Kur’an’ın getirdiği ilkelere, zaman içinde yapılan farklı yorumlarının ve buna bağlı uygulanış biçimlerinin de beğenilmediği görülmektedir. Bu durumu, merhum Mehmet Kaplan, “Bizde aydınlar, İslâmiyet’in dejenere olmuş, katılaşmış şekline karşı koymak için büyük ölçüde imanlarını kaybettiklerinden, on dokuzuncu yüzyılda pozitivizme, son olarak da Marksizm’e sarılmışlardır” [11] sözleriyle açıklar. Günümüzde de bu sebeplerin belli ölçüde devam ettiği, bunlara ilave olarak yeni sebeplerin de ortaya çıktığı görülmektedir.
Bu sebeplerin başında da Müslümanların dinî kuralları gereği gibi uygulamayışları yer almaktadır. Daha açık bir ifade ile, kimi insanlar, İslam’ın bazı kurallarını; kimi insanlar, İslam’ın bazı yorumlarını ve uygulamalarını; kimi insanlar da İslâmî kuralları gereği gibi uygulamayan Müslümanları beğenmemekte, eleştirmekte, hatta kötü örneklerden hareketle dinden uzaklaşma temayülleri göstermektedir.
Kimi insanların ve daha ziyade gençlerin, başta dinî kurallar olmak üzere, hazlarını ve arzularını kısıtlayan her türlü kural ve ilkelere karşı oldukları; kuralsız bir hayatı tercih ettikleri ve bunu da özgürlük adına yaptıkları bilinmektedir.

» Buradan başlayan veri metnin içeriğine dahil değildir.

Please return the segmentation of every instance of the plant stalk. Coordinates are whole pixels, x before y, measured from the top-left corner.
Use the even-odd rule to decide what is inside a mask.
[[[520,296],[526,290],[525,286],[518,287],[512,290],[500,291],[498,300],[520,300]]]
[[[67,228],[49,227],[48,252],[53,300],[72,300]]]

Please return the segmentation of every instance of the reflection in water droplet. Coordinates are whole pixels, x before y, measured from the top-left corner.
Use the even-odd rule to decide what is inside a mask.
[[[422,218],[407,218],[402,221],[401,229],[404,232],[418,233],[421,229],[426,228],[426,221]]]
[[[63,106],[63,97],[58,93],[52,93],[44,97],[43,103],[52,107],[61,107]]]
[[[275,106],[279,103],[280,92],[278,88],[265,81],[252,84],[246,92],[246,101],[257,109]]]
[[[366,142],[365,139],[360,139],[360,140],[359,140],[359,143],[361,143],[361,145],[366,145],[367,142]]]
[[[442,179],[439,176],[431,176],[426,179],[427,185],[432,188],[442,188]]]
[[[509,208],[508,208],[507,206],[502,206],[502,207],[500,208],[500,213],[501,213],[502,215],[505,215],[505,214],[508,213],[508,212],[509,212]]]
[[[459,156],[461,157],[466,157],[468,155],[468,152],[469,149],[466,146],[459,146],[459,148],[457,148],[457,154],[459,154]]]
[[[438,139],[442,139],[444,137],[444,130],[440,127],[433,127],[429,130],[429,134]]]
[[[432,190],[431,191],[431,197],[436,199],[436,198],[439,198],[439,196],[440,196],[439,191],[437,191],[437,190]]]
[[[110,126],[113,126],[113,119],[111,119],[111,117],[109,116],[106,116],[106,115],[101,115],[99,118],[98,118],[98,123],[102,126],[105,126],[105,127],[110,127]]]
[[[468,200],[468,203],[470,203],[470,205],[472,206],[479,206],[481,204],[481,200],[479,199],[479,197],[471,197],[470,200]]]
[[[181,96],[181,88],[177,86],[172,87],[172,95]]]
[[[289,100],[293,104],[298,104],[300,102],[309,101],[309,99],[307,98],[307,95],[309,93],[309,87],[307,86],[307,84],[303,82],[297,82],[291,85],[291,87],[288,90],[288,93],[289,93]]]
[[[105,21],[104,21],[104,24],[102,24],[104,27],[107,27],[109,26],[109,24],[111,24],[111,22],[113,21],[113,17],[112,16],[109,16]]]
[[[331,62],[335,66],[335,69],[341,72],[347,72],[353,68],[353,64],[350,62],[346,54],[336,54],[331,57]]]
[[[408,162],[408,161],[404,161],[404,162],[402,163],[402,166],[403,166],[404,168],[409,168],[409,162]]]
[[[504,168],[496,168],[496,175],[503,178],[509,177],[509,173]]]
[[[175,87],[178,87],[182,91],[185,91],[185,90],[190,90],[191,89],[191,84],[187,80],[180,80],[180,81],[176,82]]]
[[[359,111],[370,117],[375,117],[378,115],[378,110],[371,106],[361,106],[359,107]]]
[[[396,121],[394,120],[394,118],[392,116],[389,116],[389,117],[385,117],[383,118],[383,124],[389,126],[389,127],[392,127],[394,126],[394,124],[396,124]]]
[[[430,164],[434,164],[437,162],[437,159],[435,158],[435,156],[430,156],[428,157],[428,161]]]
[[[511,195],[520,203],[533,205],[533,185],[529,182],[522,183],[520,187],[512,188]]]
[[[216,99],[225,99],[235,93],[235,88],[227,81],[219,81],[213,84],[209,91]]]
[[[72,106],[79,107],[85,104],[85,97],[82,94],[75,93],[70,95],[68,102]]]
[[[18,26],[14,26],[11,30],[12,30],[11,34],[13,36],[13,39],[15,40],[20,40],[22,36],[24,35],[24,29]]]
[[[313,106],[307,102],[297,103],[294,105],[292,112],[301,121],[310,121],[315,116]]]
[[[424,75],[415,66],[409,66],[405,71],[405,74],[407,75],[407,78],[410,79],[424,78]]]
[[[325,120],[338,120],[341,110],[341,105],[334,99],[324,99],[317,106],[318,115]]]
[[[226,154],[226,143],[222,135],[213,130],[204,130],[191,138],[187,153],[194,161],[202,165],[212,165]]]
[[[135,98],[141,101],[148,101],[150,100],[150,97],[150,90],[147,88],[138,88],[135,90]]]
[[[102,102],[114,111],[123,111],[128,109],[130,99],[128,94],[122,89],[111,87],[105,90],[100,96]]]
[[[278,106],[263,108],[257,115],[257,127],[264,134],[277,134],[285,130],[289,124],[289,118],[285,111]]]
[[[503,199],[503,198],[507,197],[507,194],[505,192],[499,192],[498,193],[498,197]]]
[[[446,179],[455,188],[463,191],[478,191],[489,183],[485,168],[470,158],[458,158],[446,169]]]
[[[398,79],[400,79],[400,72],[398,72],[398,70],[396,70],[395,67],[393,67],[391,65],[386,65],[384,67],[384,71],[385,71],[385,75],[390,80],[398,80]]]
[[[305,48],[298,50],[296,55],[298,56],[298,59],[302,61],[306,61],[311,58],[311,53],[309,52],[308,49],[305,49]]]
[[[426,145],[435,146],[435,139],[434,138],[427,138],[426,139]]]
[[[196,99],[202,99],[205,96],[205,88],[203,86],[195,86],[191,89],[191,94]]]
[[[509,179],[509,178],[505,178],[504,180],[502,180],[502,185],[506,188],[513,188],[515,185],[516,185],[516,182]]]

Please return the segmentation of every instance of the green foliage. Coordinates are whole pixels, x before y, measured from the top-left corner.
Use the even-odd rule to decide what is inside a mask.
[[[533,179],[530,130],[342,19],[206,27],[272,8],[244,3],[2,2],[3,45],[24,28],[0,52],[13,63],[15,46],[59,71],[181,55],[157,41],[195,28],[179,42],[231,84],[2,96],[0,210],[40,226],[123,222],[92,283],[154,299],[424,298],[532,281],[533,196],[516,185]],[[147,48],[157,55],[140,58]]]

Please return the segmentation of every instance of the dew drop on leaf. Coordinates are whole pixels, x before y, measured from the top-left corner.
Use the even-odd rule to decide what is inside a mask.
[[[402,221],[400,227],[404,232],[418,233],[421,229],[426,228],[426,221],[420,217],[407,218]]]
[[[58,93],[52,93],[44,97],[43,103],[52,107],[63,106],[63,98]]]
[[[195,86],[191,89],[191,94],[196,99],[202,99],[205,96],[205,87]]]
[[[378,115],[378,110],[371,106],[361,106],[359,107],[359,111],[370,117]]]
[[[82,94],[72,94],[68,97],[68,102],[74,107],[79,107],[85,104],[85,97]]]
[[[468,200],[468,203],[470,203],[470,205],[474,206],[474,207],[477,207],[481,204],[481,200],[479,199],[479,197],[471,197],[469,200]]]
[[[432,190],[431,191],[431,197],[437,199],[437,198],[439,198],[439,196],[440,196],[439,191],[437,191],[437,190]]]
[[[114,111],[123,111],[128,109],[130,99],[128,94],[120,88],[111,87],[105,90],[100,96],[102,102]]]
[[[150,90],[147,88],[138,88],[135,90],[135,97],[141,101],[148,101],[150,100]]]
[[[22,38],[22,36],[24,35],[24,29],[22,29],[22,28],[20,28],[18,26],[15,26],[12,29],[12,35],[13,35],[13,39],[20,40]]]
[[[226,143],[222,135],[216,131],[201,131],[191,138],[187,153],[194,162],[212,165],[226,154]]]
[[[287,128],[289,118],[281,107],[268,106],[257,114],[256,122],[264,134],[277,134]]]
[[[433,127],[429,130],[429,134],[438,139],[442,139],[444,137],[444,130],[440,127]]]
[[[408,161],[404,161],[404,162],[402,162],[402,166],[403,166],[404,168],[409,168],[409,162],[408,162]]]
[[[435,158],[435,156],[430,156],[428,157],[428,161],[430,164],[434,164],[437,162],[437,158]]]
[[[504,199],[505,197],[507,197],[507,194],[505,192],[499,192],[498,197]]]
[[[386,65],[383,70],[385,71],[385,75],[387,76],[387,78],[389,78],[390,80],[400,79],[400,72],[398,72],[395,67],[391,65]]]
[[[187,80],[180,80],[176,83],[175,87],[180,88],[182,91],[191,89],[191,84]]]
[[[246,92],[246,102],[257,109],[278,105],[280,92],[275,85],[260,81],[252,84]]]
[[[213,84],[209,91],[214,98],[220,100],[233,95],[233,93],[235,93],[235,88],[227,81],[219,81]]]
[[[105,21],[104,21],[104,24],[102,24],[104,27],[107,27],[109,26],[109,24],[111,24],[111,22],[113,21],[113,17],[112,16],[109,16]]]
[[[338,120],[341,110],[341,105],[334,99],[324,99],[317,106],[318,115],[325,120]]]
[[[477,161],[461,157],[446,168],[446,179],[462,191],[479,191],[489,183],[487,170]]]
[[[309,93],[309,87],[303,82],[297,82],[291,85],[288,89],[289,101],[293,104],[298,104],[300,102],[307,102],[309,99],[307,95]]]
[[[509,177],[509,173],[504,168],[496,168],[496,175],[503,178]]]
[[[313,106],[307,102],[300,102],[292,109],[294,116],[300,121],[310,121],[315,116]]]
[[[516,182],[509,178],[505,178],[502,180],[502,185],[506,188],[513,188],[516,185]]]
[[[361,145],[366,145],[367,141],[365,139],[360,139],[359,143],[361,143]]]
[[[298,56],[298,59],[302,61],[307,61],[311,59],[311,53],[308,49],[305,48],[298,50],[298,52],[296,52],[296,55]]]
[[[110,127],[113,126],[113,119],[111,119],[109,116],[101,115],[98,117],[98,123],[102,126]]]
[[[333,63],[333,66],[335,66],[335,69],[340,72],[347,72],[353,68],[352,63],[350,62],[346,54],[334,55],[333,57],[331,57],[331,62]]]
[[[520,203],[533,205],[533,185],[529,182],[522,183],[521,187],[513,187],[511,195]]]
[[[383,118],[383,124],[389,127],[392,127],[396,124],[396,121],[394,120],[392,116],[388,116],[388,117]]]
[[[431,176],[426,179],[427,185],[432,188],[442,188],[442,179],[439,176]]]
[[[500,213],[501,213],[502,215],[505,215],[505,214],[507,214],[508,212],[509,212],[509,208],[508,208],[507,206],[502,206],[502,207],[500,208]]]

Bu tür bir anlayışa sahip olanların, sınırsız bir özgürlüğün olmadığını, ya da olamayacağını bilmemeleri, ya da bilmezlikten gelmeleri de ayrıca düşündürücüdür. Çünkü bireysel özgürlüklerin de bir sınırı vardır; o da, diğer bireyin özgürlük sınırına kadardır. Dolayısıyla birey için mutlak bir özgürlük yoktur, sınırlı bir özgürlük vardır. O sınırı da kural ve ilkeler belirlemektedir. Zira her kural, aşırılığı, haksızlığı ve zulmü önlediği için, aslında gerçek özgürlüğün de bir göstergesidir.
Şunu önemle belirtmek gerekir ki İslam, insanın fıtrî yetilerini, duygularını ve içgüdülerini yok sayan bir din değil, tam aksine bu duyguların meşru yoldan tatminini isteyen ve bunu da ilke ve kurallara bağlayan bir dindir. Dolayısıyla İslâm, yemeyi, içmeyi, cinselliği ret etmez; bunların tatminini belli kurallara bağlar. Mesela suyu ve meşrubatı helal, içkiyi haram sayar. Cinsellik için nikahı helal, gayr-i meşru ilişkiyi de haram sayar.
İslâm, barışı amaçlar, ancak zorunlu hallerde savaşa da ruhsat verir ve bu savaşı da kurallara bağlar. Nitekim “Savaşa bizzat veya dolaylı biçimde katkıda bulunmayan kadınlar, çocuklar, akıl hastaları, özürlüler, hastalar, yaşlılar, mâbedlerde inzivaya çekilmiş din adamları ile kendi işlerini yürütmekte olan çiftçi, işçi ve iş adamlarının öldürülmesi yasaktır”[12] ilkeleri, bunu ifade eder ve savaşın da bir hukuku olduğunu orta koyar. Bu nedenle hukuksuz savaş, zulümdür ve insanlık sucudur. Savaş hukukunu hiçe sayarak kadın, çocuk demeden masum insanları katleden İsrail’in , Gazze’de yaptığı da böyle bir zulümdür.
Bu nedenle her yerde ve hayatın her alanında ne yaparsak yapalım, kurallara mutlaka ihtiyaç vardır. Zira her kural, davranışlardaki belirsizliği azaltan, insana daha rahat, daha kolay, daha adil ve daha huzurlu bir hayat vaat eden ilkeleri ihtiva eder. Bu nedenle Kur’an, insanlara kurallı bir hayat için helal, temiz, doğru, güzel ve denge ilkelerini sunar. Bu durumda şu soruyu sormak, yerinde olacaktır: Kurallı bir hayat mı, yoksa kuralsız bir hayat mı? doğru bir hayattır. Zira bu soruya vereceğimiz cevap, hayat tarzımızı belirleyecektir.
Prof. Dr. Celal Kırca
[1] Yunus,10/15-16.
[2] Bakara 2/74-75.
[3] Zuhruf 43/36-39.
[4] Muhammed 47/25-26.
[5] Al-i İmran 3/28; Maide 5/51.
[6] Zümer 39/8.
[7] Hac 22/11.
[8] Casiye 45/23.
[9] Yunus 10/99-100.
[10] Nisa 4/138-140.
[11] Mehmet Kaplan, Nesillerin Ruhu, İstanbul 1970, s.143.